Content area
A data race is a troublesome bug frequently found in parallel programs. It occurs when two or more accesses to the same memory location happen concurrently, and at least one of them is a write. Data races are particularly notorious because programs with data races could lead to non-deterministic behaviors, where the program may or may not return the same result on different executions, even with identical inputs. It is difficult for programmers to identify data races given the non-determinism. As a result, even experienced developers often struggle to understand, locate, and fix data races without the aid of specialized tools.
To assist programmers in writing correct parallel programs without data races, this dissertation outlines techniques for programmers to analyze data races. First, I studied the fundamentals of task-parallel programs and proved that data-race freedom leads to determinism for certain task-parallel programs. The theoretical result would greatly help programmers become confident in the correctness of their programs. Second, I designed a new dynamic race detection algorithm for task-parallel programs with promises. A promise is a construct that can be used to support arbitrary point-to-point synchronization. The race detection algorithm also applies to programs that use more restricted parallel constructs, as long as those constructs can be implemented using promises. The implementation of the race detector, together with several optimizations introduced, has a comparable slowdown to previous race detectors that do not support promises. Third, I built a tool that visualizes data races found in task-parallel programs. The visualizer consists of a graph builder and a visualization interface.
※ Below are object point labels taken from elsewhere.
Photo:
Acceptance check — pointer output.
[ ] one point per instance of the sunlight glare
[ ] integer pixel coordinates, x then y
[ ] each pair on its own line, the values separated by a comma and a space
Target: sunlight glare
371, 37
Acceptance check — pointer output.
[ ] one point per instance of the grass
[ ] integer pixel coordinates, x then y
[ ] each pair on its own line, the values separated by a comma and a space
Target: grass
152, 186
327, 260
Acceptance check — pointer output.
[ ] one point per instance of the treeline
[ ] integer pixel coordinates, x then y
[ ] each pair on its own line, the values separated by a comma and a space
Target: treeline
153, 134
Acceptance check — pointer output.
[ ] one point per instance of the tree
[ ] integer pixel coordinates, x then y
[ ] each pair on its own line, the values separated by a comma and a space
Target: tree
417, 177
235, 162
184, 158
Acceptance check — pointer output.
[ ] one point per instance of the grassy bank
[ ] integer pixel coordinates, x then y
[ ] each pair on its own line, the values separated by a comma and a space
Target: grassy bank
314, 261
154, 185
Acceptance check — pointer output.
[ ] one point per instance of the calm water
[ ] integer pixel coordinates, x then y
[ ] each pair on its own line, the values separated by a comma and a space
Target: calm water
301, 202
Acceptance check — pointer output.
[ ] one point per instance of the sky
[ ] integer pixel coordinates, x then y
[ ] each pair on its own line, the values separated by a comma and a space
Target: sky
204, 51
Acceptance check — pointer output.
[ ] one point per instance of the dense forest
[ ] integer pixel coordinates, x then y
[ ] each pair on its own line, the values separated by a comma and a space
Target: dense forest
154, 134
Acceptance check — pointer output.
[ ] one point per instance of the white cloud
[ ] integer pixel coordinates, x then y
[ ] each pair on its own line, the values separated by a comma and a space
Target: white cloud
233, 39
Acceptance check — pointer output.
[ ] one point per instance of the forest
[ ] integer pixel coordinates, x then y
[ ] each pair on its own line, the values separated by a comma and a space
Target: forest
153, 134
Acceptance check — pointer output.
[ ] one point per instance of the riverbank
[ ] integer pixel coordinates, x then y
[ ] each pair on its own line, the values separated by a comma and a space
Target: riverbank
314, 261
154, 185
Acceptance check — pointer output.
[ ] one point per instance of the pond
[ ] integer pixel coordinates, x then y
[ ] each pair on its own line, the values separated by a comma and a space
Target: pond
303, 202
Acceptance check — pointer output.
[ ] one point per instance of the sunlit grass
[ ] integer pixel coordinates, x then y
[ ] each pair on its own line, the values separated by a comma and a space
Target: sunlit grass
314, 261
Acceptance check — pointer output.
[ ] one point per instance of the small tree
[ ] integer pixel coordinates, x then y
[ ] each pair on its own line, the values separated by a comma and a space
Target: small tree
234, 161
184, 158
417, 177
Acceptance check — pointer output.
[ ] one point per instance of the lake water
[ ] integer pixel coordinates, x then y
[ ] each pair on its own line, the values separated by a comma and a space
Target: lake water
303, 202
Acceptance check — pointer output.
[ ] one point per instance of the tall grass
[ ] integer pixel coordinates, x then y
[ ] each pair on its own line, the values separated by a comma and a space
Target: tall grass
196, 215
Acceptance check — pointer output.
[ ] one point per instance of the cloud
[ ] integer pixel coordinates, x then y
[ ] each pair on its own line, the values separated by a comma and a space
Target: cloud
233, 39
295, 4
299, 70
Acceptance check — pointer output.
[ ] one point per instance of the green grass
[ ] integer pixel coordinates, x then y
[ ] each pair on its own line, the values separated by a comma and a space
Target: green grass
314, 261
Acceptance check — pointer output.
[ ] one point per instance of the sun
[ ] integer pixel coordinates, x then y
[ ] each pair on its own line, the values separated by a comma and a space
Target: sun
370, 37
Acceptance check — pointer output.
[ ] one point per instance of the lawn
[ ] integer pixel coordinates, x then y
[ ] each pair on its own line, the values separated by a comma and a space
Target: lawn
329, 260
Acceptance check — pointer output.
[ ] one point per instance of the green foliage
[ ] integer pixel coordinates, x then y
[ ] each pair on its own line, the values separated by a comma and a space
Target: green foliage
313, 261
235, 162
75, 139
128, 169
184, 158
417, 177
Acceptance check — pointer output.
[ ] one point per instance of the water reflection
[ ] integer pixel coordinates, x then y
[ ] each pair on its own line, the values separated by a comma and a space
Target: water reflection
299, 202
Because most of the previous work only studied the visualization of performance bottlenecks, my tool is the first of its kind to visualize correctness issues detected in parallel programs. I also conducted a performance evaluation and an efficacy research survey to demonstrate the usefulness of the tool. Finally, I designed and implemented a closed-loop application to fix data races with the help of large language model (LLM). The application uses previous fixed data races as few-shot examples and asks ChatGPT to remove data races found in a program. The proposed solution by ChatGPT is checked again to ensure correctness before a new commit is created to notify engineers.